British-bred Thoroughbred racehorse

Orlando (foaled 1841) was a British Thoroughbred racehorse best known for winning the Derby and as a Leading sire in Great Britain and Ireland.

==Racing record==
Racing at age two, one of Orlando's most significant wins came in the July Stakes at Newmarket Racecourse. Ridden by Nat Flatman, the three-year-old Orlando finished second in the 1844 Epsom Derby but was awarded first place after an investigation concluded that winner "Running Rein" was in reality a four-year-old named Maccabeus who ran in Running Rein's name.

==Stud record==
Orlando stood at his owners stud until August 1851 when Peel held a dispersal sale and Orlando was sold to Charles Greville. Orlando was the Leading sire in Great Britain & Ireland three times, in 1851, 1854, and 1858. He was second and/or third on the sires list seven times between 1853 and 1861. In all, he was the sire of 352 horses who won a total of 797 races including four Classics. Teddington won the 1851 Epsom Derby, and Fazzoletto, Diophantus and Fitz-Roland, all won the 2,000 Guineas. His daughter, Imperieuse won the St Leger Stakes and One Thousand Guineas, and was the dam of Deliane (won FR Prix de Diane).

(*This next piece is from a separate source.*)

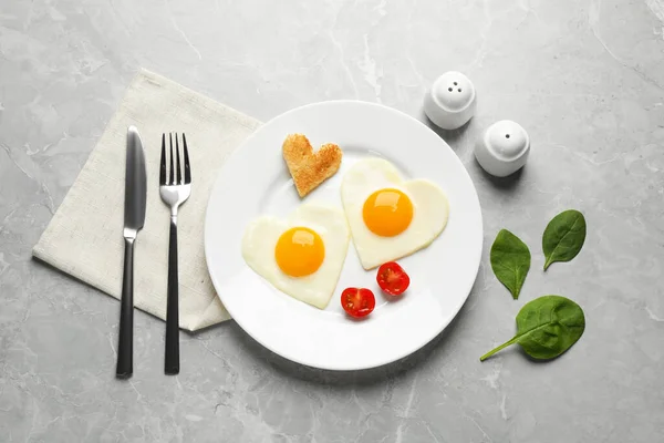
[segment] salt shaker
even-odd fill
[[[489,126],[475,145],[480,166],[496,177],[506,177],[521,168],[530,153],[530,138],[521,125],[501,120]]]
[[[473,82],[460,72],[440,75],[424,97],[424,112],[444,130],[456,130],[475,113],[476,93]]]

Orlando was also the grandsire of Ruthless, winner of the inaugural running of America's Belmont Stakes in 1867 and one of only three fillies to ever win that American Classic.

==Sire line tree==

- Orlando
  - Teddington
    - Shillelagh
    - Moulsey
  - King Pepin
  - Orpheus
  - Ninnyhammer
  - Orestes
    - Orest
      - Hollywood
  - Boiardo
    - Barwon
    - Banker
    - Oriflame
  - Marsyas
    - Albert Victor
      - Maskelyne
      - The Sailor Prince
    - George Frederick
      - Frontin
      - Colorado
        - Sundorne
  - Scythian
  - Duke Rollo
  - Fazzoletto
    - Ackworth
    - Blue Riband
    - King Victor
  - Porto Rico
  - King Of The Forest
  - The British Remedy
  - Chevalier d'Industrie
    - Friponnier
  - Claude Lorraine
  - Zuyder Zee
  - Eclipse
    - Throg's Neck Jr
    - Young Eclipse
    - Cambrist
    - Egotist
    - Boaster
    - Narragansett
    - Cavalier
    - Scathelock
    - Alarm
      - Danger
      - Himyar
        - Faraday
        - Domino
        - Halton
        - Harry Reed
        - Plaudit
        - Hyphen
      - Gabriel
      - Bruno
      - Panique
      - Pardee
        - Proteinol
      - Wawekus
    - Catesby
    - Osseo
    - Grandmaster
  - Fitzroland
    - Paladin
  - Gin
  - Trumpeter
    - Salpinctes
    - Abergeldie
    - Distin
    - Queens Messenger
    - Plutus
      - Flageolet
        - Ismael
        - Rayon d'Or
        - Zut
          - Palamede
          - Frapotel
          - Le Torpilleur
          - Fligney
          - Canigou
        - Beauminet
          - Chalet
            - Maximum
              - Ultimatum
              - Pere Marquette
          - Barnato
          - Bonvivant
        - Le Destrier
          - Stuart
            - Ivry
          - Tournesol
          - Rachenputzer
        - Comte Alfred
        - Fenelon
        - Reussi
        - Manoel
          - Melibee
        - Xaintrailles
          - Cadix
          - Le Borda
          - Melchoir
          - Poluygone
          - Le Bizon
        - Geiheimrath
          - Artig Kind
        - Nebenbuhler
        - Auerhahn
        - Geier
        - Meistersinger
        - Goldschaum
          - Paris
            - Goldschlaeger
              - Goldammer
                - Goldfisch
                  - Graf
                    - Grande
                      - Graphit
                        - Grannus
                  - Gotthard
        - Argwohn
        - Lebemann
      - Fricandeau
        - Doge
      - Gournay
    - Challenge
      - Hastings
        - Tegetthoff
  - Crater
  - Canary
    - Xenophon
      - Seaman
      - Parasang
  - Diophantus
  - Wrestler
  - Chattanooga
    - Wellingtonia
      - Clover
        - Arreau
      - Clairon
        - Demetrio
  - Liddington
  - Temple
  - The Knave

==Pedigree==

 Orlando is inbred 4S x 3D to the stallion Selim, meaning that he appears fourth generation on the sire side of his pedigree, and third generation on the dam side of his pedigree.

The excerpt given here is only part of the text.